Ti sarà giunta notizia anche lassù che l’Italia vende armi un po’ a tutti, anche ai Paesi sostenitori dell’Isis: Arabia Saudita, Qatar. Facciamo affari d’oro proprio con le armi! Altro che sogno di Isaia “forgeranno le lance in falci…”! Ma di guerre ce sono un mucchio, più o meno dimenticate. Ovviamente continua il progetto degli aerei F35 e qualcuno ha brindato perché Finmeccanica ha venduto al Kuwait ben 28 aerei da guerra Eurofighter Typhoon. Pensa che qualche autorevole quotidiano titolava mesi fa: “Quelle idee appassite: essere pacifisti in un mondo così bellicoso”.
Come vedi non è cambiato molto dai tuoi tempi, la cultura della guerra ha buone radici e forti sponsor. Insomma, come scrivevi tu, nella tua lettera ad Abramo, c’è ancora “nell’aria odore di zolfo”.

Tonino Bello
A dire il vero c’è papa Francesco (sai che molti vedono grandi somiglianze tra voi due) che continua a denunciare questa follia delle armi e della guerra, è arrivato anche a dire “Maledetti”. Ma per lui tira un’aria un po’ difficile. Molti lo criticano in modo esplicito, altri in modo più sottile. E tu sai bene cosa vuol dire essere criticato, anche pesantemente: lettere inviate a Roma con i tuoi scritti giudicati poco ortodossi, critiche per non aver usato il “pilleolo” durante una celebrazione, critiche per essere andato a Bari, allo stadio, nel luglio 1991 quando arrivarono migliaia di profughi dall’Albania. “A fame peste et bello… libera nos domine”, scrisse qualcuno.
E Francesco viene criticato per le sue aperture che “rovinano” la Chiesa, per essere andato l’altro giorno a Lesbo e aver portato con sé al ritorno 12 profughi. Tu ne sai qualcosa, visto che avevi ospitato in casa tua alcune famiglie sfrattate…
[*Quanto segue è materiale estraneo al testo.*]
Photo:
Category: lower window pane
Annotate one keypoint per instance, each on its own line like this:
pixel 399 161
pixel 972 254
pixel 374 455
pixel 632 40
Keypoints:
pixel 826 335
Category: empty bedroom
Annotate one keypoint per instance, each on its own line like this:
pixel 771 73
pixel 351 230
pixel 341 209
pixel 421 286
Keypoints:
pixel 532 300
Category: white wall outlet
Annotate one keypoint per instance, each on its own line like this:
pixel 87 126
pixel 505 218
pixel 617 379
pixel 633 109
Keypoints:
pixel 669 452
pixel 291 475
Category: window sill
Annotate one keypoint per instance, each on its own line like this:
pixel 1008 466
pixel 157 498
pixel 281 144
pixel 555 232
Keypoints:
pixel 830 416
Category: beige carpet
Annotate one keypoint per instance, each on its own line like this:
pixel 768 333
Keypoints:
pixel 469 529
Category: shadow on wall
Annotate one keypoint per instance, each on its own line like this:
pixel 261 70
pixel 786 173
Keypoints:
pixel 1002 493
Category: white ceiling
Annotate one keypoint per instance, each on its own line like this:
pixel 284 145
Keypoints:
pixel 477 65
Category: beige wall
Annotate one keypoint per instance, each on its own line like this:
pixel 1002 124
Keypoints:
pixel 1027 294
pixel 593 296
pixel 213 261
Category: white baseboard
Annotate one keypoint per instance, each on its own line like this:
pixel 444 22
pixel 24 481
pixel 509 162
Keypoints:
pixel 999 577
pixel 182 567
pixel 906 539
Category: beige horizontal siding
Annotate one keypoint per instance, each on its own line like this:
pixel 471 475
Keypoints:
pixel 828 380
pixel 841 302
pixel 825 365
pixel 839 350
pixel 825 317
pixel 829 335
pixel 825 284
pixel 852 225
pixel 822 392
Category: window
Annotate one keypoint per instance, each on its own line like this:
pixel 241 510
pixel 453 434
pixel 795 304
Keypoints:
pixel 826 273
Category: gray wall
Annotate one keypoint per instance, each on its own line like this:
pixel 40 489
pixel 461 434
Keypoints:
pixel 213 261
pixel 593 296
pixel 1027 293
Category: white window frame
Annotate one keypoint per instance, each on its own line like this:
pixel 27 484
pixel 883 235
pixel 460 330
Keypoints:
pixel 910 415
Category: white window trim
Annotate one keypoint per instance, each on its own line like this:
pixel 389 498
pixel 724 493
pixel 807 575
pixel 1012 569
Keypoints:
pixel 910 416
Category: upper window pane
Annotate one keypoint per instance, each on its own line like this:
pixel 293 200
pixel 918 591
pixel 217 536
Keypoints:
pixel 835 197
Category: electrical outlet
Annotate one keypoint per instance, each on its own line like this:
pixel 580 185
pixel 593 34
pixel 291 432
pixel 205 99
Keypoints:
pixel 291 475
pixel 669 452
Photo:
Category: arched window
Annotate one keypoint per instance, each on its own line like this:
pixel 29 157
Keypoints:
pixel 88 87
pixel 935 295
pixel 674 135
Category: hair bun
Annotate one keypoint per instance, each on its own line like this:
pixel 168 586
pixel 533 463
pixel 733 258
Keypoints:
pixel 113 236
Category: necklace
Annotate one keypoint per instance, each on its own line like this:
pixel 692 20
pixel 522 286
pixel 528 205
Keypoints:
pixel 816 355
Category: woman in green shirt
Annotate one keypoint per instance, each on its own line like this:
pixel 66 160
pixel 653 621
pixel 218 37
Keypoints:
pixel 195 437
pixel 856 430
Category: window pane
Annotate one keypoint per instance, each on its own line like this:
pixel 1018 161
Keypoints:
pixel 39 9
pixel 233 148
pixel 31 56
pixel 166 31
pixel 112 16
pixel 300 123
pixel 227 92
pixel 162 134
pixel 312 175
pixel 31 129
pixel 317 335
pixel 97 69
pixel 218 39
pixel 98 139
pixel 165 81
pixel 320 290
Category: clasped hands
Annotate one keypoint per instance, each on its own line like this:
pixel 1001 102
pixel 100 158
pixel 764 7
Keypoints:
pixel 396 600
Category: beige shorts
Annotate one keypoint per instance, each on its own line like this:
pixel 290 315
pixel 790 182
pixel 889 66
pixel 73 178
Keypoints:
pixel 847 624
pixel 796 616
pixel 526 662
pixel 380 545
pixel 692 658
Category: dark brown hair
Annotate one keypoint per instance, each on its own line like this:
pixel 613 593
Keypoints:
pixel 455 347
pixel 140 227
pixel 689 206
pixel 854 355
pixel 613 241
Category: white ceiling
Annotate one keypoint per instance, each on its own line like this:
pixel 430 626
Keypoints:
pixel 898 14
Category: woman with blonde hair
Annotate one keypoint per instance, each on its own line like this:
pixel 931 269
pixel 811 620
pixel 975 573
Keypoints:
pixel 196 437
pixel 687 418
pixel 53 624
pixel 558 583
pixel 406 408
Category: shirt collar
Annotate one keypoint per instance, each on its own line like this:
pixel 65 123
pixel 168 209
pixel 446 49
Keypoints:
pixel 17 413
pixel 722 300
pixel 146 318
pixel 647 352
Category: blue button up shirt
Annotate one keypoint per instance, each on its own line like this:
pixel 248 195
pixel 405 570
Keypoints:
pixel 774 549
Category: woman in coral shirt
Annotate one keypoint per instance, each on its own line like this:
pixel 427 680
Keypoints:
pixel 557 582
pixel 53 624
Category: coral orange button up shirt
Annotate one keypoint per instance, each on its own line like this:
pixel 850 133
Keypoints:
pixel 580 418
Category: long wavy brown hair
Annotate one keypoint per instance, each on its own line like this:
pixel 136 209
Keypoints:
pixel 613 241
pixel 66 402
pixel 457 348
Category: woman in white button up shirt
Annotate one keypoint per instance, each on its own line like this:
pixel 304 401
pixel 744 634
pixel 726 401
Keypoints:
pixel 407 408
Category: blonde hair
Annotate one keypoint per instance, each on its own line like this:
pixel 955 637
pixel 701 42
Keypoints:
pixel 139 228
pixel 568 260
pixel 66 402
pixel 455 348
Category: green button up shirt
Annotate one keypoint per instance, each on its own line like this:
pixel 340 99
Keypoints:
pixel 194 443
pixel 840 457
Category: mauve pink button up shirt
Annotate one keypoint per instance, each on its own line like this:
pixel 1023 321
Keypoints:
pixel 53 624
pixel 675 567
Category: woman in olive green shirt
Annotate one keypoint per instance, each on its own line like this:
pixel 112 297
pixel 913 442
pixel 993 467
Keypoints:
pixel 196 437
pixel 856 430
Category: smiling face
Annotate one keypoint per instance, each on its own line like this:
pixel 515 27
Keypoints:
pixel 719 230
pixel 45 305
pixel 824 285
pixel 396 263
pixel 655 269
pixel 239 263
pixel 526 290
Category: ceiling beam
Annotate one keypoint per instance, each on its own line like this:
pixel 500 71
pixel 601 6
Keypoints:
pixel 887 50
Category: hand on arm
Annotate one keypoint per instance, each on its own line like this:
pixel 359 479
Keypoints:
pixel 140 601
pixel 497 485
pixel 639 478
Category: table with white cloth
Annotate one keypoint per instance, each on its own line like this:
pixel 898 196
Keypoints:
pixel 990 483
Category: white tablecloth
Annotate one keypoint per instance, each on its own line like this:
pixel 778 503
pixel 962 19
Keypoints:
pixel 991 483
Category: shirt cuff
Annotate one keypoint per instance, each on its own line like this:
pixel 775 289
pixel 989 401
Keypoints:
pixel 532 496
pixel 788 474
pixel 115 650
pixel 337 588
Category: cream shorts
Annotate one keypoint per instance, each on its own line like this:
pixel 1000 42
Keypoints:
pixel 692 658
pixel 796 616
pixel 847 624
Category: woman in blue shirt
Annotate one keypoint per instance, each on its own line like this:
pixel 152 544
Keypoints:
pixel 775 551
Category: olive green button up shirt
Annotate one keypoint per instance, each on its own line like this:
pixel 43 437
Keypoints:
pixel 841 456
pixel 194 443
E allora ti chiedo, cerca (cercate un po’ tra tutti voi di lassù) di sostenere questo Papa. Anche noi ci proviamo a non lasciarlo solo, ma un vostro aiutino dall’alto non guasta. E, già che ci sei, dai un occhio anche a tutto il popolo della pace e anche a noi di Pax Christi che ci troviamo in assemblea nei prossimi giorni ad Assisi, (Misericordia è disarmo, giustizia, condivisione) proprio nella città di un altro Francesco, a te molto caro, visto che sulla tua tomba c’è scritto ‘terziario francescano’.
Che dire ancora? Grazie don Tonino!!